Steroid pretreatment of organ donors does not impact on early rejection and long-term kidney allograft survival: Results from a multicenter randomized, controlled trial.Reindl-Schwaighofer, R., Kainz, A. et al.
Am J Transplant, 2018;[record in progress].
To determine the long-term effects of anti-inflammatory treatment of organ donors on kidney allograft and patient outcomes.
Patients received either 1000mg of methylprednisolone or placebo prior to their organ procurement.
306 deceased donors and 455 renal transplant recipients from three different transplantation centers in Europe. Of these, 238 patients received an organ from a steroid (methylprednisolone) pretreated donor and 217 patients received an organ from a donor treated with placebo.

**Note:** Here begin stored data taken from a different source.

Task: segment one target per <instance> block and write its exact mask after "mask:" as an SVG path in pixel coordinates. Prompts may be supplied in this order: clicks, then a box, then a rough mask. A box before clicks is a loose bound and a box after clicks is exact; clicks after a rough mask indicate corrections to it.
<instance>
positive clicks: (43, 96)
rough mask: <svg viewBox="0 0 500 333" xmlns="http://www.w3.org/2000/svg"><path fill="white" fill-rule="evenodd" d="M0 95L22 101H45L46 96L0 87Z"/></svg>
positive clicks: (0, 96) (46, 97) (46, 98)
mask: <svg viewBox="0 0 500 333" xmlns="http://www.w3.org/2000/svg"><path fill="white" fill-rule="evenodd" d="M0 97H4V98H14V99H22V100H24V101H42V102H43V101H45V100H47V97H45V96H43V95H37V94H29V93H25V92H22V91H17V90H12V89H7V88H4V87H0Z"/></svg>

The primary outcome was the rate of delayed graft function at one-week. Further primary outcomes included the incidence of acute rejection episodes within the first three months and death censored graft survival at five years. Secondary outcomes measured actual graft survival at five years as well as allograft function over time using the estimated glomerular filtration rate (GFR).
Up to 5 years
Steroid pre-treatment of donors has been used to reduce inflammation in donated organs with some supporting evidence from older, non-randomised studies. This report is of a high quality, multi-centre RCT that is well written. The previously reported short-term outcomes from this study found no difference in DGF between the arms, and the study had been powered for that outcome. The authors do present the calculated power for the long-term outcome of graft survival at 5 years, and it is reasonable. The study report shows excellent follow up maintenance at 5 years. The report shows that there was no significant difference in acute rejection at 3 months (10% versus 12%), 5-year graft survival (84% versus 82%), or hazard ratio for graft loss. The use of high-dose systemic steroids prior to organ retrieval is therefore not supported by this study.